Но он рычит, как зверь, и сильнее хватает меня за волосы, отчего я кривлюсь.
— Больно…
— Хорошо. Так и должно быть. А теперь, мать твою, говори, — шипит он мне в лицо.
— Не хочу, — зло цежу я.
— Говори, это приказ.
— Засунь его себе в задницу.
— Я засуну кое-что тебе в задницу прямо сейчас.
— То есть ты угрожаешь мне? Ты врал о том, что не причинишь мне боль? — Прищуриваюсь я.

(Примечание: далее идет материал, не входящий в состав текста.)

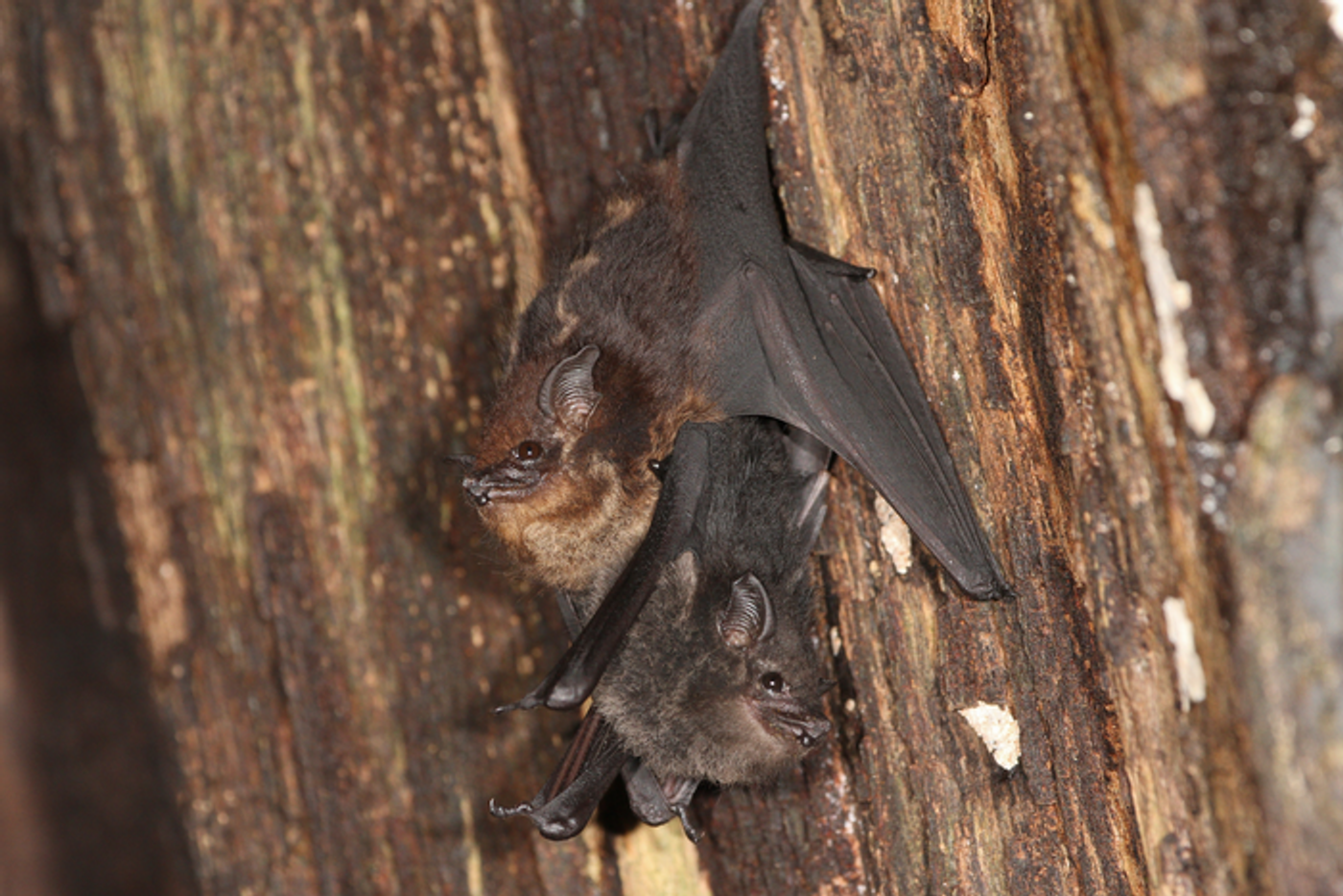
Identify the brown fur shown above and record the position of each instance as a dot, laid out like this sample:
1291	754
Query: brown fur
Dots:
628	292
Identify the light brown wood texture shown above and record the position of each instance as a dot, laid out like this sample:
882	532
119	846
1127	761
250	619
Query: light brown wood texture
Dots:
259	271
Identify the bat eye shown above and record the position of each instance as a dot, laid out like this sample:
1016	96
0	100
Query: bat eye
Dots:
528	450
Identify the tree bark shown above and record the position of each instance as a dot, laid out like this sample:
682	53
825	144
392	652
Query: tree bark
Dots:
265	255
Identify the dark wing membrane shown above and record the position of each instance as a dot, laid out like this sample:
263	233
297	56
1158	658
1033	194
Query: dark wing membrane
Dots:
584	774
803	338
819	352
577	672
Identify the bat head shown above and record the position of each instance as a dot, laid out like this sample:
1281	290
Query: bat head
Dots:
546	483
532	430
729	692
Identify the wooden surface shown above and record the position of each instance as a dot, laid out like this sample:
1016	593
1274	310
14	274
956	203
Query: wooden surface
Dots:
259	277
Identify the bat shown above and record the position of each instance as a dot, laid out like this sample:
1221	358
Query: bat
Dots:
688	304
716	678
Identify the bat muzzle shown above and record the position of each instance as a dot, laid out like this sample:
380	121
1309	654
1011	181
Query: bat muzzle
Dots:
501	483
795	720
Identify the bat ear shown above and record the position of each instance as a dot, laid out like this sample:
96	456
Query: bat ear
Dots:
567	395
748	618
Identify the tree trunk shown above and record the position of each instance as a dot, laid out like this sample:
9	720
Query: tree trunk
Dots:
262	264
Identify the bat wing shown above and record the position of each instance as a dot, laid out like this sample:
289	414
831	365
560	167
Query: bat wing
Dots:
803	338
577	672
575	788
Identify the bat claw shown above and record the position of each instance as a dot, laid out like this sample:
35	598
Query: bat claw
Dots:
526	703
507	812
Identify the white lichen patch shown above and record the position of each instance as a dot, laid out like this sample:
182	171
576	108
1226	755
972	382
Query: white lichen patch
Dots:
1170	297
998	728
1189	668
895	536
1335	10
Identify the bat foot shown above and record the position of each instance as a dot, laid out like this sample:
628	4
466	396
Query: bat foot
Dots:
692	832
997	591
507	812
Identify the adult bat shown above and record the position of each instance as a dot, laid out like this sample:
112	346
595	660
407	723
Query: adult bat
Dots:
718	677
688	304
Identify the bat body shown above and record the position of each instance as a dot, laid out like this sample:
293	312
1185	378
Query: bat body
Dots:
689	304
601	375
718	678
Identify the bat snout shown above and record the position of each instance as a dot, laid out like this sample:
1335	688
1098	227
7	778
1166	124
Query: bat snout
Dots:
796	721
501	483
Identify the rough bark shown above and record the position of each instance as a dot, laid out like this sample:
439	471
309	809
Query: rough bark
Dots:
272	248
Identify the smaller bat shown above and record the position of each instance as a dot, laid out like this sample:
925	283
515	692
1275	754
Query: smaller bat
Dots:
718	677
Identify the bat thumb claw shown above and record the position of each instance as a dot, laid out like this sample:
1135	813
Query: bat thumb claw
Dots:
526	703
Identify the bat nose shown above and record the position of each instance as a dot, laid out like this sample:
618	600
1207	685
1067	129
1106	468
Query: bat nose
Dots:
812	731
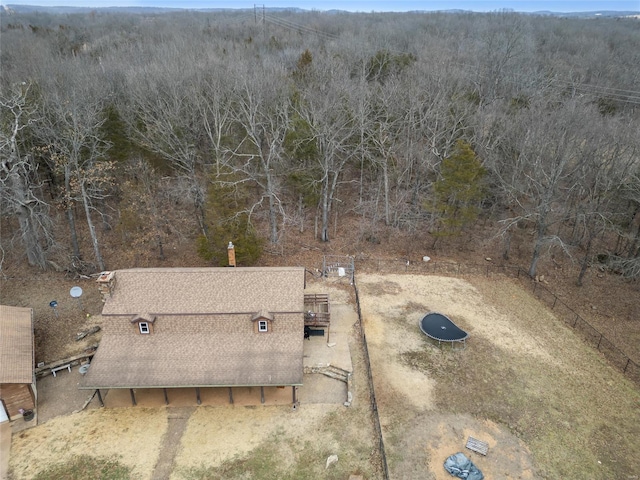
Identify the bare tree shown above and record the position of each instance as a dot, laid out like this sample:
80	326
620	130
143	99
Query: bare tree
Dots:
19	182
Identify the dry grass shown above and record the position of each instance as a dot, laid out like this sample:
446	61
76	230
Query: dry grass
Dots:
549	405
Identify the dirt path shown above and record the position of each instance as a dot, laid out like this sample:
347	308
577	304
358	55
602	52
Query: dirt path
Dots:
178	418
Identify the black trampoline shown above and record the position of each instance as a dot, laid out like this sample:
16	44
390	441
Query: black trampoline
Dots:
439	327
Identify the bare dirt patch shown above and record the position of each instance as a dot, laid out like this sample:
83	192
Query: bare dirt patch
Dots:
526	384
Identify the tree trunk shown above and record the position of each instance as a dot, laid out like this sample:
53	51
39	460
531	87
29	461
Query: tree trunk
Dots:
92	229
585	261
75	247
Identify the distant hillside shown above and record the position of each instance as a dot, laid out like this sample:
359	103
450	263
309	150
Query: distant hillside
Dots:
62	10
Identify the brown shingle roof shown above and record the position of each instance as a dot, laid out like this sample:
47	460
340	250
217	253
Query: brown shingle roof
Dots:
143	361
16	345
206	290
188	359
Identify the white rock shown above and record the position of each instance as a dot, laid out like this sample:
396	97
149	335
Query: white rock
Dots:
331	459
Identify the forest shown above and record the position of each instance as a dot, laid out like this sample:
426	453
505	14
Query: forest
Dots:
123	131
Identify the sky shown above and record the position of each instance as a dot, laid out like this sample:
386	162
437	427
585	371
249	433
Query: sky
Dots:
361	5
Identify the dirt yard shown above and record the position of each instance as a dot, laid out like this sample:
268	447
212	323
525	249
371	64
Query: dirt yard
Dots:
544	401
548	405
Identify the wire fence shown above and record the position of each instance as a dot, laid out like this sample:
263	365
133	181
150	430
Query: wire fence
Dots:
616	356
374	403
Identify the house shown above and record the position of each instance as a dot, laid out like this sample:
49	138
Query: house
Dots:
17	381
167	328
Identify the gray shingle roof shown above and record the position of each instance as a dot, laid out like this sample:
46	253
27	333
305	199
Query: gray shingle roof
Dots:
16	345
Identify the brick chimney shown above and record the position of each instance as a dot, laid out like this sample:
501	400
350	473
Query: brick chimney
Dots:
232	254
106	283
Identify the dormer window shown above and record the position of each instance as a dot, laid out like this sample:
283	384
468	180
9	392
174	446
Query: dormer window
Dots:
144	323
262	322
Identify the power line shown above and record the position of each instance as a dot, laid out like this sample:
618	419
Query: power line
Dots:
595	91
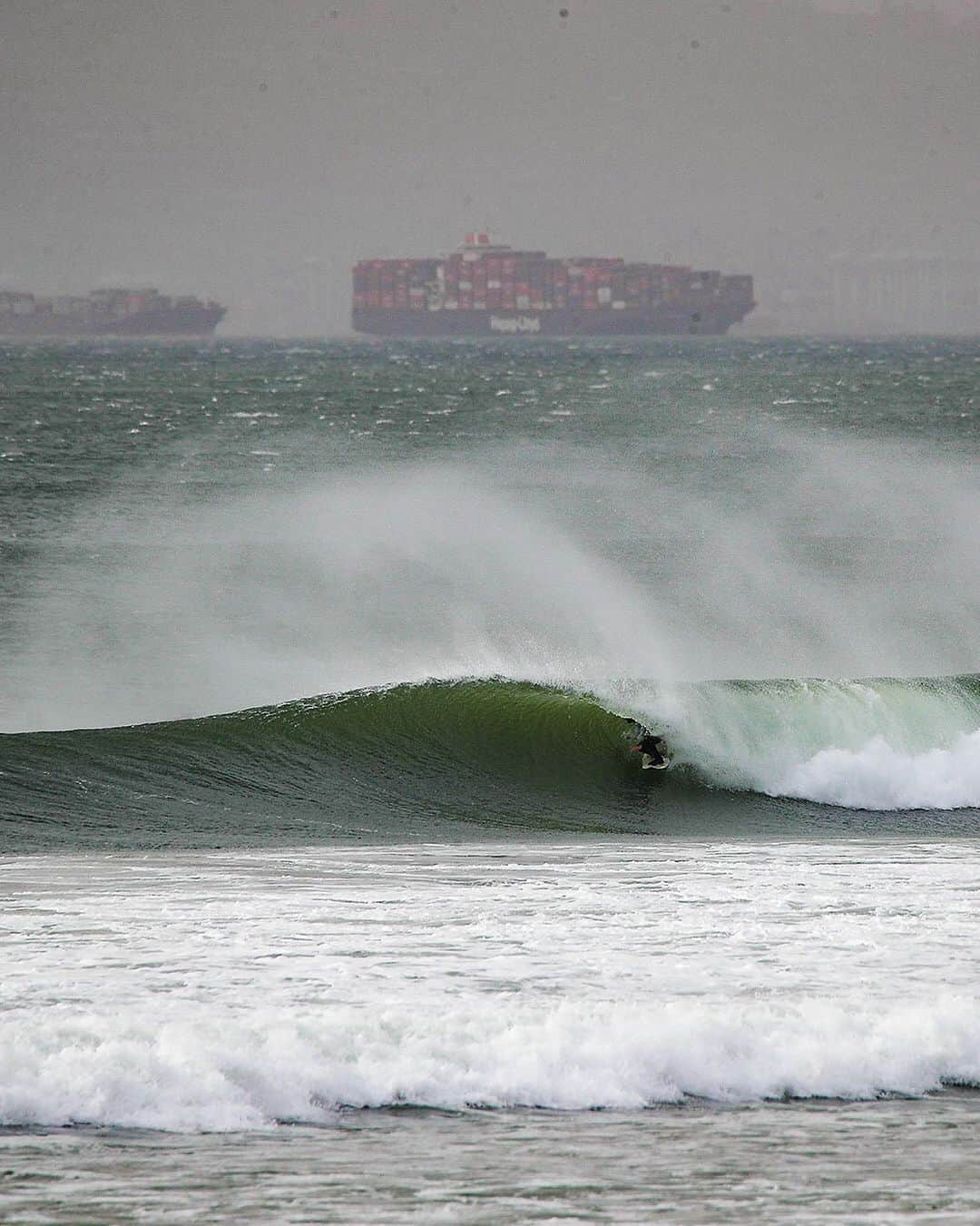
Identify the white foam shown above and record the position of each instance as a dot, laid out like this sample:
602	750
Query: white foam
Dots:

— Энрика, не перевирай мои слова и не делай из них то, чего нет. Тебе не так больно, как ты показываешь мне. Я хочу знать, что чёрт возьми творится в твоей голове. Мне нужно это знать. Ты злишься и ненавидишь меня. За что?
— За то, что ты, вообще, появился в моей жизни. Ненавижу тебя, ты прав. Ненавижу, что ты весь такой идеальный. Весь такой джентльмен. Весь такой умный и романтичный. Весь такой прекрасный. Ненавижу тебя за это, — говорю чётко я.
Слэйн хмурится и отпускает меня. Я дёргаю головой и поправляю волосы. Он садится на диван и тяжело вздыхает.
— Я неидеальный, Энрика. Посмотри на меня, у меня сносит крышу, когда ты пытаешься уйти. Я готов, правда, тебя приковать к своей постели, только бы не бояться этого. Люди считают меня больным. Я робот. Для всех я робот. У меня паршивая жизнь в собственном аду, и никто этого не мог изменить, кроме тебя. Я дерьмо, Энрика. Я дерьмовый человек, потому что я маньяк, — тихо говорит он.